No entanto, quando V. se refere à forma da expressão do seu Não, aí é que a porca torce o rabo e eu não posso estar de acordo consigo.
Diz V. que do lado do Não, estão eurocépticos, antieuropeus, antifederalistas, gente da extrema esquerda, da extrema-direita e integralistas, e, acrescento eu, sociais-democratas, socialistas, conservadores e democratas-cristãos.
Argumenta V. que, em não gostando de misturas, não alinhará em nenhuma manifestação pública a favor do Não.
Perdoe-me, mas considero que V., que muito estimo por ser seu apanágio usar da maior urbanidade na análise dos fenómenos sociológicos e políticos da nossa praça, faz uso, neste particular, de uma argumentação perfeitamente indulgente e redutora.
Meu caro, eu pela minha parte, se houver campanha, estarei lado a lado, ombro com ombro, com essa gente toda.
Questiono-me se o António, alguma vez, terá assistido in loco a um jogo da nossa selecção nacional de futebol?
Se o António, alguma vez cantou a portuguesa de mão dada, ou de mão no peito e ficou com pele de galinha?
Já ?
Muito bem, então saberá do que lhe vou falar.
Meu caro António, esta história do Não é como assistir a um jogo da Selecção Nacional, por exemplo, no Estádio do Dragão.
Se já lá esteve terá observado adeptos do FC Porto, do Belenenses, do Sporting, do Cascalheira e do Benfica, unidos num gigantesco sentimento patriótico em prol da defesa dos interesses e das cores nacionais.
Salvaguardando as devidas proporções, também no próximo referendo é o supremo interesse nacional que está em causa, por isso, é de crucial importância que nos concentremos no essencial e esqueçamos o acessório, sabendo que, são mais, neste capítulo, os argumentos que nos unem do que os que nos separam.
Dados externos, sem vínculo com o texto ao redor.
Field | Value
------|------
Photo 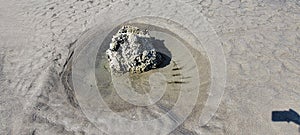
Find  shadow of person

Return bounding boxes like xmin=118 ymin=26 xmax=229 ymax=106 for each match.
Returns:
xmin=151 ymin=37 xmax=172 ymax=68
xmin=272 ymin=109 xmax=300 ymax=125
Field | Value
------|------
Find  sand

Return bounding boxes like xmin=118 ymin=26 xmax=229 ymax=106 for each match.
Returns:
xmin=0 ymin=0 xmax=300 ymax=135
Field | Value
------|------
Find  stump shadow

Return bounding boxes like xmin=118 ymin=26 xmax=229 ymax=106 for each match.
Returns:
xmin=151 ymin=37 xmax=172 ymax=68
xmin=272 ymin=109 xmax=300 ymax=125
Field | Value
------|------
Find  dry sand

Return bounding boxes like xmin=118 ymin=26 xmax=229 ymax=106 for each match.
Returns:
xmin=0 ymin=0 xmax=300 ymax=135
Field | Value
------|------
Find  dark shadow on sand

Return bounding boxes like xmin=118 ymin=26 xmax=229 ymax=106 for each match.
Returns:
xmin=272 ymin=109 xmax=300 ymax=125
xmin=151 ymin=37 xmax=172 ymax=68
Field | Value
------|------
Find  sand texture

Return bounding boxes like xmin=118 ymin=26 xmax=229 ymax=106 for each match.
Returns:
xmin=0 ymin=0 xmax=300 ymax=135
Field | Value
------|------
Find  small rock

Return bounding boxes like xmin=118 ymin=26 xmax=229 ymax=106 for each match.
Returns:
xmin=106 ymin=26 xmax=162 ymax=73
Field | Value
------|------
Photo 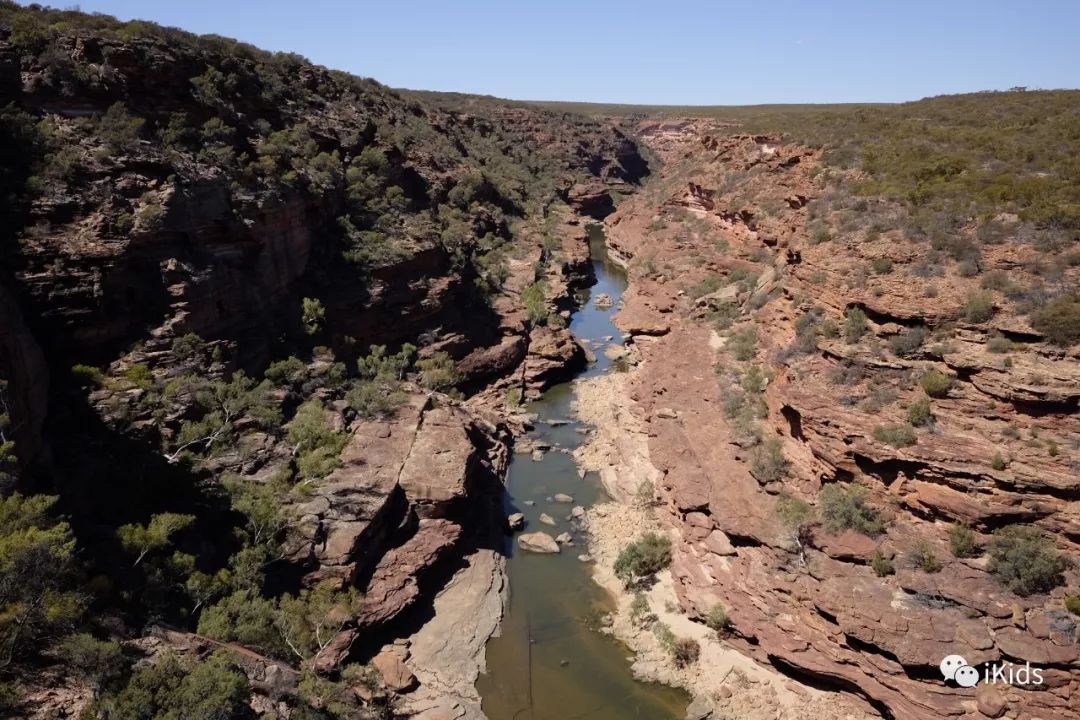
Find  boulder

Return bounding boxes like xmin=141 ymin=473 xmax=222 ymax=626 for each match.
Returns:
xmin=372 ymin=646 xmax=417 ymax=693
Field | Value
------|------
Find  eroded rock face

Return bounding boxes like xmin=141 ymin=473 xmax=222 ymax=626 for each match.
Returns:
xmin=598 ymin=121 xmax=1080 ymax=720
xmin=0 ymin=284 xmax=49 ymax=472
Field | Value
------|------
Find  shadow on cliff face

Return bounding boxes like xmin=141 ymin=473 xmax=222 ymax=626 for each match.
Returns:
xmin=40 ymin=390 xmax=245 ymax=625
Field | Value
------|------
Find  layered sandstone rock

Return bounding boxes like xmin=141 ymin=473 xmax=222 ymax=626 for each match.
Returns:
xmin=607 ymin=121 xmax=1080 ymax=720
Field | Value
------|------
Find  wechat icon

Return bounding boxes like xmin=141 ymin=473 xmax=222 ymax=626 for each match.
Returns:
xmin=940 ymin=655 xmax=978 ymax=688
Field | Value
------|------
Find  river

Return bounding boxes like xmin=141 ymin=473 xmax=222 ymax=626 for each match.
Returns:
xmin=476 ymin=226 xmax=687 ymax=720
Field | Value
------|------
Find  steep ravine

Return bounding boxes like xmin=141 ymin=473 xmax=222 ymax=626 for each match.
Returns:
xmin=477 ymin=227 xmax=686 ymax=720
xmin=589 ymin=121 xmax=1080 ymax=720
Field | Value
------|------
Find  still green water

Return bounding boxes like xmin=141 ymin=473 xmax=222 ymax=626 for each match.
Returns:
xmin=476 ymin=226 xmax=688 ymax=720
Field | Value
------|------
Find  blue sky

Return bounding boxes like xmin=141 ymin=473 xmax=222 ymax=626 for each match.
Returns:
xmin=25 ymin=0 xmax=1080 ymax=105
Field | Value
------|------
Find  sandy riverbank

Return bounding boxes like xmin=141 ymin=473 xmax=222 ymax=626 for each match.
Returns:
xmin=576 ymin=373 xmax=866 ymax=720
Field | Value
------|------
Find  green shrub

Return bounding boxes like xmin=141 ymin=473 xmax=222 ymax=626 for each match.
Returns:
xmin=962 ymin=291 xmax=994 ymax=323
xmin=987 ymin=525 xmax=1069 ymax=597
xmin=0 ymin=492 xmax=83 ymax=670
xmin=1029 ymin=295 xmax=1080 ymax=347
xmin=630 ymin=593 xmax=657 ymax=627
xmin=986 ymin=332 xmax=1015 ymax=355
xmin=346 ymin=380 xmax=408 ymax=420
xmin=285 ymin=397 xmax=349 ymax=480
xmin=672 ymin=638 xmax=701 ymax=667
xmin=843 ymin=308 xmax=869 ymax=343
xmin=86 ymin=651 xmax=252 ymax=720
xmin=652 ymin=623 xmax=678 ymax=655
xmin=71 ymin=364 xmax=105 ymax=388
xmin=818 ymin=484 xmax=885 ymax=538
xmin=416 ymin=351 xmax=461 ymax=391
xmin=199 ymin=590 xmax=287 ymax=661
xmin=705 ymin=602 xmax=731 ymax=635
xmin=124 ymin=363 xmax=153 ymax=390
xmin=919 ymin=369 xmax=953 ymax=397
xmin=750 ymin=437 xmax=787 ymax=483
xmin=889 ymin=327 xmax=927 ymax=357
xmin=948 ymin=525 xmax=982 ymax=557
xmin=912 ymin=540 xmax=942 ymax=572
xmin=907 ymin=397 xmax=934 ymax=427
xmin=870 ymin=258 xmax=892 ymax=275
xmin=870 ymin=551 xmax=895 ymax=578
xmin=615 ymin=532 xmax=672 ymax=587
xmin=59 ymin=633 xmax=127 ymax=691
xmin=300 ymin=298 xmax=326 ymax=335
xmin=0 ymin=680 xmax=19 ymax=717
xmin=874 ymin=424 xmax=917 ymax=448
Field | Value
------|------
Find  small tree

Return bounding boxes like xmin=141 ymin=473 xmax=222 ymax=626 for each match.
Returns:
xmin=275 ymin=581 xmax=360 ymax=665
xmin=300 ymin=298 xmax=326 ymax=335
xmin=987 ymin=525 xmax=1069 ymax=597
xmin=819 ymin=484 xmax=885 ymax=538
xmin=59 ymin=633 xmax=127 ymax=695
xmin=0 ymin=492 xmax=84 ymax=670
xmin=1030 ymin=295 xmax=1080 ymax=347
xmin=286 ymin=397 xmax=349 ymax=480
xmin=522 ymin=281 xmax=548 ymax=325
xmin=615 ymin=532 xmax=672 ymax=587
xmin=907 ymin=397 xmax=934 ymax=427
xmin=416 ymin=352 xmax=461 ymax=391
xmin=919 ymin=370 xmax=953 ymax=397
xmin=777 ymin=494 xmax=814 ymax=567
xmin=672 ymin=638 xmax=701 ymax=667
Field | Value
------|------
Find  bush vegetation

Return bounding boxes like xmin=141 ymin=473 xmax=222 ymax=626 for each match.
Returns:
xmin=818 ymin=483 xmax=885 ymax=538
xmin=1031 ymin=295 xmax=1080 ymax=345
xmin=615 ymin=532 xmax=672 ymax=587
xmin=907 ymin=397 xmax=934 ymax=427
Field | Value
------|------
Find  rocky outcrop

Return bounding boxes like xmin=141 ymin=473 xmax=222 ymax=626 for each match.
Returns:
xmin=598 ymin=122 xmax=1080 ymax=720
xmin=0 ymin=284 xmax=49 ymax=472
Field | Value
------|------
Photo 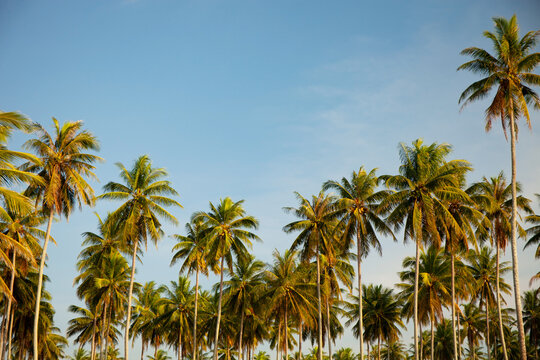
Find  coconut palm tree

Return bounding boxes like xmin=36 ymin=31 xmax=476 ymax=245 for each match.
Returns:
xmin=467 ymin=171 xmax=531 ymax=360
xmin=283 ymin=191 xmax=338 ymax=360
xmin=323 ymin=167 xmax=395 ymax=359
xmin=266 ymin=250 xmax=315 ymax=359
xmin=397 ymin=246 xmax=452 ymax=359
xmin=467 ymin=246 xmax=511 ymax=360
xmin=458 ymin=15 xmax=540 ymax=360
xmin=23 ymin=118 xmax=102 ymax=360
xmin=99 ymin=155 xmax=182 ymax=360
xmin=193 ymin=197 xmax=260 ymax=360
xmin=379 ymin=139 xmax=471 ymax=360
xmin=171 ymin=220 xmax=208 ymax=360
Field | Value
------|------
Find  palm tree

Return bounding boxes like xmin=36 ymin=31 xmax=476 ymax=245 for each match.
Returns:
xmin=467 ymin=246 xmax=510 ymax=359
xmin=379 ymin=139 xmax=471 ymax=360
xmin=24 ymin=118 xmax=101 ymax=360
xmin=467 ymin=171 xmax=531 ymax=360
xmin=398 ymin=246 xmax=452 ymax=359
xmin=99 ymin=155 xmax=182 ymax=360
xmin=193 ymin=197 xmax=259 ymax=360
xmin=323 ymin=167 xmax=395 ymax=359
xmin=358 ymin=285 xmax=405 ymax=360
xmin=458 ymin=15 xmax=540 ymax=360
xmin=171 ymin=220 xmax=208 ymax=360
xmin=266 ymin=250 xmax=314 ymax=359
xmin=283 ymin=191 xmax=338 ymax=360
xmin=525 ymin=194 xmax=540 ymax=283
xmin=224 ymin=254 xmax=266 ymax=360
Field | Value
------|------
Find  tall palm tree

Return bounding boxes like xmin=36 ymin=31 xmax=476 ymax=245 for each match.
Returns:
xmin=223 ymin=254 xmax=266 ymax=360
xmin=398 ymin=246 xmax=452 ymax=359
xmin=193 ymin=197 xmax=260 ymax=360
xmin=468 ymin=171 xmax=531 ymax=360
xmin=99 ymin=155 xmax=182 ymax=360
xmin=283 ymin=191 xmax=338 ymax=360
xmin=467 ymin=246 xmax=510 ymax=360
xmin=525 ymin=194 xmax=540 ymax=283
xmin=379 ymin=139 xmax=471 ymax=360
xmin=458 ymin=15 xmax=540 ymax=360
xmin=24 ymin=118 xmax=101 ymax=360
xmin=171 ymin=220 xmax=208 ymax=360
xmin=323 ymin=167 xmax=395 ymax=359
xmin=266 ymin=250 xmax=314 ymax=359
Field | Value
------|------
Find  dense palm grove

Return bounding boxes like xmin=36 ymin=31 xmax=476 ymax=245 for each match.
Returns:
xmin=0 ymin=13 xmax=540 ymax=360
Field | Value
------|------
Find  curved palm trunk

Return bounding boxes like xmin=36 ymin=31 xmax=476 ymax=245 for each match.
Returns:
xmin=356 ymin=229 xmax=364 ymax=360
xmin=124 ymin=241 xmax=139 ymax=360
xmin=414 ymin=240 xmax=420 ymax=360
xmin=495 ymin=239 xmax=508 ymax=360
xmin=314 ymin=239 xmax=322 ymax=360
xmin=326 ymin=294 xmax=332 ymax=359
xmin=193 ymin=266 xmax=199 ymax=360
xmin=214 ymin=257 xmax=224 ymax=360
xmin=0 ymin=249 xmax=17 ymax=360
xmin=33 ymin=209 xmax=53 ymax=360
xmin=510 ymin=108 xmax=527 ymax=360
xmin=238 ymin=304 xmax=246 ymax=360
xmin=450 ymin=249 xmax=458 ymax=360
Caro António, não podemos perder de vista o objectivo principal: Impedir que esta Constituição conheça a luz do dia e ganhe espaço de intervenção.
Se todos se enclausurarem nas suas trincheiras douradas, como V. supostamente pretende fazer, estamos todos cozidos.
Não se esqueça, caro António, arrepie caminho nessa sua enviesada posição: é que, todos seremos poucos.